What size is your tank and do you have a filter ?


----------



## kandaila (Jan 20, 2013)

2.5 divided no filter


----------



## LittleBlueFishlets (Nov 10, 2012)

You don't need to net him. You can use a cup to scoop him up instead.... 

Are you using a clear cup? Some fish get stressed out in a clear cup. Try using a plastic drinking cup instead. Any color is OK, as long as you can't see through it.

Hold the cup over the tank, wait for him to come near the surface. Push the cup into the water, and as it fills with water, he'll get pulled inside. 

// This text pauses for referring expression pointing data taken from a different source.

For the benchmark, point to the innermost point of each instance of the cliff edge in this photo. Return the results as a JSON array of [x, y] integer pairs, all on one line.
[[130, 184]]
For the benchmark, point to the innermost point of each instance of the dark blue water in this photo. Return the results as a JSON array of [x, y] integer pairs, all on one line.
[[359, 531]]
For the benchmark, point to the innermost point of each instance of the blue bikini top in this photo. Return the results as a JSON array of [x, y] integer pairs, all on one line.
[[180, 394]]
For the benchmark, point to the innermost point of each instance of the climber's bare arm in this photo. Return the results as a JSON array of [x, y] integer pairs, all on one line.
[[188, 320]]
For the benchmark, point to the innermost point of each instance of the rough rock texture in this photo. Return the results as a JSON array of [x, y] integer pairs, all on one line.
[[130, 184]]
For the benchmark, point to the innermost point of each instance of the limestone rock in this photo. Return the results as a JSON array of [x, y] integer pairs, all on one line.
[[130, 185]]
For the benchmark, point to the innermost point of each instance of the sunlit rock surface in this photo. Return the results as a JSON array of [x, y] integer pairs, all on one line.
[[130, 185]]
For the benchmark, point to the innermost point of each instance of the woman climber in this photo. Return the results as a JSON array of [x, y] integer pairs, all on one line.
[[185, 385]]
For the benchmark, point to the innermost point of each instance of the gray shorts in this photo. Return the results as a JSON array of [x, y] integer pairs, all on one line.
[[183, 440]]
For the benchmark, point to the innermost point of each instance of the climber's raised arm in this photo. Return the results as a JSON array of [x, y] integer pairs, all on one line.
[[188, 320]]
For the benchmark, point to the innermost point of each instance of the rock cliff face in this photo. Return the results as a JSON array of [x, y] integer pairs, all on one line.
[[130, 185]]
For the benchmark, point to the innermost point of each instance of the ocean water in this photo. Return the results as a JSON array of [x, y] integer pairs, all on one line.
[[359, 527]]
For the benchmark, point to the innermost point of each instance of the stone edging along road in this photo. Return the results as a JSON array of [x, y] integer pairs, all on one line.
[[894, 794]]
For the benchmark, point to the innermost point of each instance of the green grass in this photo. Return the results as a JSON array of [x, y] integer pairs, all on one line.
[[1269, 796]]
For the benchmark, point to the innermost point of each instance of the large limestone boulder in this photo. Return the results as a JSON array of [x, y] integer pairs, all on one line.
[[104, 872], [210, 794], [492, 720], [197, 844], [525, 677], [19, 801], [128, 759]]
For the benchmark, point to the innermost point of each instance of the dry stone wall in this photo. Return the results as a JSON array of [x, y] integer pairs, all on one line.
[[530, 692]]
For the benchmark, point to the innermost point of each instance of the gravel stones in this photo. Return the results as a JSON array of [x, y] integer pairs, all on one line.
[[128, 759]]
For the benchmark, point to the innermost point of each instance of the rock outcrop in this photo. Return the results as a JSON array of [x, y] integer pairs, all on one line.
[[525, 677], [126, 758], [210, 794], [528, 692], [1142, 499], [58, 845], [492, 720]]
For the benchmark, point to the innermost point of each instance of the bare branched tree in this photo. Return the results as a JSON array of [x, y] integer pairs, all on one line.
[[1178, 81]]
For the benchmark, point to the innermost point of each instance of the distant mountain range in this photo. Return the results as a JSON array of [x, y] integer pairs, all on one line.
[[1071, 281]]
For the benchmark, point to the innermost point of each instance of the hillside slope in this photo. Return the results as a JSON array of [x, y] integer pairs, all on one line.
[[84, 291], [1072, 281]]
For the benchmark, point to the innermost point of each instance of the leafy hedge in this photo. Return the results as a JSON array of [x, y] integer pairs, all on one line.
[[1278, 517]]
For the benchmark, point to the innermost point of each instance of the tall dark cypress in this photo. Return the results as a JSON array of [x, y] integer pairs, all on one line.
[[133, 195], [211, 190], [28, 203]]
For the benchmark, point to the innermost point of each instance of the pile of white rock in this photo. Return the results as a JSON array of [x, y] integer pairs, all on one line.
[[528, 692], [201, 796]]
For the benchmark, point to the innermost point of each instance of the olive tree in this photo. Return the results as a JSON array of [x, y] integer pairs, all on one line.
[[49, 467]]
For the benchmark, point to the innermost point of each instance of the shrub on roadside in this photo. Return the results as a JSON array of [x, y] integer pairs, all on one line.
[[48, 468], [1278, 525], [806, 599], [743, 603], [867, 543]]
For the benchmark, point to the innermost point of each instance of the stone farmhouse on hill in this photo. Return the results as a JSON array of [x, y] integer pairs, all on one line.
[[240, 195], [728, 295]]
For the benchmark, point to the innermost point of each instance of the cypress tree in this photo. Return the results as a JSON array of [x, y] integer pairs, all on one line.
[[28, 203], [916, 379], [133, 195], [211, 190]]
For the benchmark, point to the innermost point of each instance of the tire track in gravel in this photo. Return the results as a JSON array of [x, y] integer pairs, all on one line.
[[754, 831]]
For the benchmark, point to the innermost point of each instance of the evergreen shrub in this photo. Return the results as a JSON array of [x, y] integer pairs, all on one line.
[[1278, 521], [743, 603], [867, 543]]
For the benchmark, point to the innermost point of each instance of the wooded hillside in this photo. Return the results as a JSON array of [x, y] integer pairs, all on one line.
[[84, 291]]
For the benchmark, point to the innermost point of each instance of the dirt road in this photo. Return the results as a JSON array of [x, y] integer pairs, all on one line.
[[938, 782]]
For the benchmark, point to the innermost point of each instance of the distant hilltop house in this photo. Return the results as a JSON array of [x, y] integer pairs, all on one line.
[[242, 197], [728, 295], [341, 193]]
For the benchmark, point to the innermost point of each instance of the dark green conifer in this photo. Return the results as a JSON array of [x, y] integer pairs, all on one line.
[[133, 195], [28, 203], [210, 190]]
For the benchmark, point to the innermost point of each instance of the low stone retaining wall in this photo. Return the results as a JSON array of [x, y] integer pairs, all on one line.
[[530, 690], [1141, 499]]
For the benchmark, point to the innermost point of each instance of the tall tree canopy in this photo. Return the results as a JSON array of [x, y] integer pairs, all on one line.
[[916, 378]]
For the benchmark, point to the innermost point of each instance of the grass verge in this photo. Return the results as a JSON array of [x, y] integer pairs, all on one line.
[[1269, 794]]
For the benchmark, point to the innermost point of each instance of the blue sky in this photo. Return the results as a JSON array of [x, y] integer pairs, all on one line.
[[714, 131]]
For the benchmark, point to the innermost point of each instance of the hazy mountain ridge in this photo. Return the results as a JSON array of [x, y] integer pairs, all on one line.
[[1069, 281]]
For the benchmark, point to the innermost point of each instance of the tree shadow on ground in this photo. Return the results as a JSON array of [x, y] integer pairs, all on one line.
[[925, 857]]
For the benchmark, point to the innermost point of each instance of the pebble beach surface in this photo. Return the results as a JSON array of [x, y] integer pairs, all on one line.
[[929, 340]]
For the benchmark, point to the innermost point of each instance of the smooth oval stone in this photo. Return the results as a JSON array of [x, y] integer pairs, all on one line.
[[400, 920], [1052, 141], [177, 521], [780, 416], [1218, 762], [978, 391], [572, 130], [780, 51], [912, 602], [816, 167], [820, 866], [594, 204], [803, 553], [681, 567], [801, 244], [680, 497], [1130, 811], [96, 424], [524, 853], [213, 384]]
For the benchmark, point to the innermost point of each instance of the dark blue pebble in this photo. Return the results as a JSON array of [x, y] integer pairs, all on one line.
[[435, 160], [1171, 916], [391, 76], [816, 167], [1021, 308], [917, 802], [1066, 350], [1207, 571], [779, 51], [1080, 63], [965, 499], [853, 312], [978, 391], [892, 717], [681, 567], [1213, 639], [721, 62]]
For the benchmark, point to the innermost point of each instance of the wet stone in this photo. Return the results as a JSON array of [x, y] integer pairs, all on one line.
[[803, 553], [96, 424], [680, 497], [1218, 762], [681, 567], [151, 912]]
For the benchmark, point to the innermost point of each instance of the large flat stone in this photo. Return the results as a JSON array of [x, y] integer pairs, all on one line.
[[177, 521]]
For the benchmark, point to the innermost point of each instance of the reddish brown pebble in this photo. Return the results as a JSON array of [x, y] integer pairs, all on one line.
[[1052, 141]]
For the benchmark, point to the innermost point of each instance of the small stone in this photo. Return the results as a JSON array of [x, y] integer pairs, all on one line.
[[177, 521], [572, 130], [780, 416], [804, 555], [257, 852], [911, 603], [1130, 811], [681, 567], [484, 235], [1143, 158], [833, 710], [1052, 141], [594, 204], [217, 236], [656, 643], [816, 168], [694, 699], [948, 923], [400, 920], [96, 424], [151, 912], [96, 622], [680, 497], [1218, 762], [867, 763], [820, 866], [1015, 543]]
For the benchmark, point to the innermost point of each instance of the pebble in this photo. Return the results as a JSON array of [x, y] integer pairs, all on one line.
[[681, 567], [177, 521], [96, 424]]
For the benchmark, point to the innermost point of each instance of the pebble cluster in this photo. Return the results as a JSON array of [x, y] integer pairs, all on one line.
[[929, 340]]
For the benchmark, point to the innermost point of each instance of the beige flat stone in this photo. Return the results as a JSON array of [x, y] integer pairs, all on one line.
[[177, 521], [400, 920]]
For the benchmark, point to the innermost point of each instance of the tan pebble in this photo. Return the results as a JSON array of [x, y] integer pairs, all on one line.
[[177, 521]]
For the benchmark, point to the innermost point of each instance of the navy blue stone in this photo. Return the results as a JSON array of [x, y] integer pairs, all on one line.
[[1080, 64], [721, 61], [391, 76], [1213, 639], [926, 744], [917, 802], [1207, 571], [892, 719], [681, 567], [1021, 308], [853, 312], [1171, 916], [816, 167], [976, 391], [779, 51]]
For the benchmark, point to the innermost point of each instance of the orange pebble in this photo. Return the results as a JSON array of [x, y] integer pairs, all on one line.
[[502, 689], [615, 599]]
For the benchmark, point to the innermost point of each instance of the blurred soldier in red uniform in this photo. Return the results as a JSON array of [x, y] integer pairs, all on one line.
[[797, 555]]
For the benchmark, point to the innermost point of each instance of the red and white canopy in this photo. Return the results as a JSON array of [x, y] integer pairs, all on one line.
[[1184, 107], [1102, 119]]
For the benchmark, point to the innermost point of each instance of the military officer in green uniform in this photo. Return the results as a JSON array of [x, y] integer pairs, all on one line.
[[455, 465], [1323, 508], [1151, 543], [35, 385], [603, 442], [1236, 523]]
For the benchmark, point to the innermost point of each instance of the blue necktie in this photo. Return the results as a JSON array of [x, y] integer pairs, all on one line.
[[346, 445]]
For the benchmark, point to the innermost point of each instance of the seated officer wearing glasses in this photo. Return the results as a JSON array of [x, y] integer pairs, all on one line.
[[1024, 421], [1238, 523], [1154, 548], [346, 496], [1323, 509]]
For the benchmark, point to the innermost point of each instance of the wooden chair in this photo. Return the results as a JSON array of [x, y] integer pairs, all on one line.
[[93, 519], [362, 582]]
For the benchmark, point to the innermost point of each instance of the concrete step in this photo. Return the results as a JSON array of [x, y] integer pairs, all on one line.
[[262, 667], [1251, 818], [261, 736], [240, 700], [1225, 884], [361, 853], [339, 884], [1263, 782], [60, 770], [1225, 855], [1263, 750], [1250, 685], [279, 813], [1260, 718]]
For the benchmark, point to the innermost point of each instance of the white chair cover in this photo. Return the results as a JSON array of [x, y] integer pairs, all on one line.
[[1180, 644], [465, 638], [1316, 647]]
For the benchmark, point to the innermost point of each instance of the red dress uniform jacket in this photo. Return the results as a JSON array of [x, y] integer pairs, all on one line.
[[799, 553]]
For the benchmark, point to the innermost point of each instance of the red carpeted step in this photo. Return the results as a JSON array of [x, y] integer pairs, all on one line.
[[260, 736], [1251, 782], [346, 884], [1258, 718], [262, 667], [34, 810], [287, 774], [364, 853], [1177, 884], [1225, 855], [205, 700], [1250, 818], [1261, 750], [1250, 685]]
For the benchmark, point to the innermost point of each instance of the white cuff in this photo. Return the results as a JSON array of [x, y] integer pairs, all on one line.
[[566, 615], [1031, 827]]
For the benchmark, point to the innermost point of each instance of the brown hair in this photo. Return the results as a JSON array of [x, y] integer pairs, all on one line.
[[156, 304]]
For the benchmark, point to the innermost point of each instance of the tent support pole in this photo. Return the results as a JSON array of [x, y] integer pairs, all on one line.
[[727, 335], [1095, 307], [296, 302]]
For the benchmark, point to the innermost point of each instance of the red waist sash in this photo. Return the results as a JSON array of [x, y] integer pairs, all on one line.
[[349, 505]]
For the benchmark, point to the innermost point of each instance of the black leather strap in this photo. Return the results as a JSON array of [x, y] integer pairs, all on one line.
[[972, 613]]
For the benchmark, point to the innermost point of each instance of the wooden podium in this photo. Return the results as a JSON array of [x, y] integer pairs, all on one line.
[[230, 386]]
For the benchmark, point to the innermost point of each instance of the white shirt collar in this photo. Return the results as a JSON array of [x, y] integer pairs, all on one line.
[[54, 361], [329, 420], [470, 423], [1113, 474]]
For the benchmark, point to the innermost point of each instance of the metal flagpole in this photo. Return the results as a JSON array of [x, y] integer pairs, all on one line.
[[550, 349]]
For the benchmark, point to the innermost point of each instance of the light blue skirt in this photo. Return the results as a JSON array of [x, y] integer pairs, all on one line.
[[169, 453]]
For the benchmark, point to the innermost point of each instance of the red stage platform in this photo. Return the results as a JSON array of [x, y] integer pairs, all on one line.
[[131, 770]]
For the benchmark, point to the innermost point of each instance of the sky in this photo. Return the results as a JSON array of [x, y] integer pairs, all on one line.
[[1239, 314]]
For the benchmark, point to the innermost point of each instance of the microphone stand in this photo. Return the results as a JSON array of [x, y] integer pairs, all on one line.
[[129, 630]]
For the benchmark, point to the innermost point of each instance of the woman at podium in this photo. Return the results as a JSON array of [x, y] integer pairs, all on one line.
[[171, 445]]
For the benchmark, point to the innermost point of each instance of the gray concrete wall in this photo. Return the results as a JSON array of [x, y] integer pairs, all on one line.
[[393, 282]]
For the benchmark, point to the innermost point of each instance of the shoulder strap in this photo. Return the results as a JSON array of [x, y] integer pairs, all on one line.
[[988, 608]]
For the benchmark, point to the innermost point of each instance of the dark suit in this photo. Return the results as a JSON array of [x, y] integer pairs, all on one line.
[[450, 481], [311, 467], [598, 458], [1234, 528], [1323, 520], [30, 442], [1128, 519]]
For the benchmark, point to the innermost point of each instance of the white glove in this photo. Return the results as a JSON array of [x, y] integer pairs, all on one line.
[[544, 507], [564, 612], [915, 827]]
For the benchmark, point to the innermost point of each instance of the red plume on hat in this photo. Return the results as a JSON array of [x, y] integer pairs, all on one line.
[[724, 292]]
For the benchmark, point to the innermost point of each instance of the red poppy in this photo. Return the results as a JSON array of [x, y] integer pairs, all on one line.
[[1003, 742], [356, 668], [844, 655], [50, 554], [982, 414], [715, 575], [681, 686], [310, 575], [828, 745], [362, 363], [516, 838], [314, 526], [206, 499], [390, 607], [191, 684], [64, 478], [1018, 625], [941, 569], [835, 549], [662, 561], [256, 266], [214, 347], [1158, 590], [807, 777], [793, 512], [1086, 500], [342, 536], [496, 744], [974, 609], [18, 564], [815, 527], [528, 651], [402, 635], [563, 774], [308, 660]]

The water change recommendation for a 2.5 gallon tank with no filter is one 100% and one 50% water change each week. I recommend NOT cutting back on these water changes, as it can make him more susceptible to diseases, like fin rot.


----------



## Kytkattin (May 15, 2011)

Honestly, you should probably be doing two 100% changes a week with two fish in a divided 2.5. At at the very least, two 50% and one 100%. That is really too small to keep them both in. While I am not against keeping these fish in 1 gallon, there simply is not enough space for them to hide from viewing each other in 2.5. Not to mention the water quality will go sour much quicker with two and if one gets sick they will likely not heal as quickly for the stress of being kept so closely with another fish.


----------



## kandaila (Jan 20, 2013)

I didn't want to cut back on the water change I was wondering if taking out 50%, adding water back up, and removing another 50% (all in one go) would be equivilent to doing one 100% change. I know the tank is kinda small I bought it before reading up here I plan on upgrading to a split 5.5 but can't afford atm :-(. They don't mind each other being side by side. After the first three hours of flaring when I added the new one they ignore each other. I actually spent almost two hours trying to get individual flare pictures. Lol they wouldn't flare at each other, their reflection, or a betta picture. They swim around, eat well, and like to check each other out but no flaring. I'm actually a little worried that they don't :-(. I'll try dragging them into the cup they're content when they get into the cup its just all.the chasing with a net that seems to freak them out.


----------



## LittleBlueFishlets (Nov 10, 2012)

@Kytkattin - Good catch. For some reason, it didn't sink into my brain that there were TWO fish in the 2.5 gal.


----------



## kandaila (Jan 20, 2013)

I don't mind adding an extra 50% water change. Doing two 50% and one 100%. I'm just trying to avoid all the stress of chasing with the net. I'm definitely going to try Little Blue's suggestion of dragging them into the cup. Since its not filtered I'll make up an opaque divider or replant to reduce their line of sight.


----------



## LittleBlueFishlets (Nov 10, 2012)

kandaila said:


> I didn't want to cut back on the water change I was wondering if taking out 50%, adding water back up, and removing another 50% (all in one go) would be equivilent to doing one 100% change....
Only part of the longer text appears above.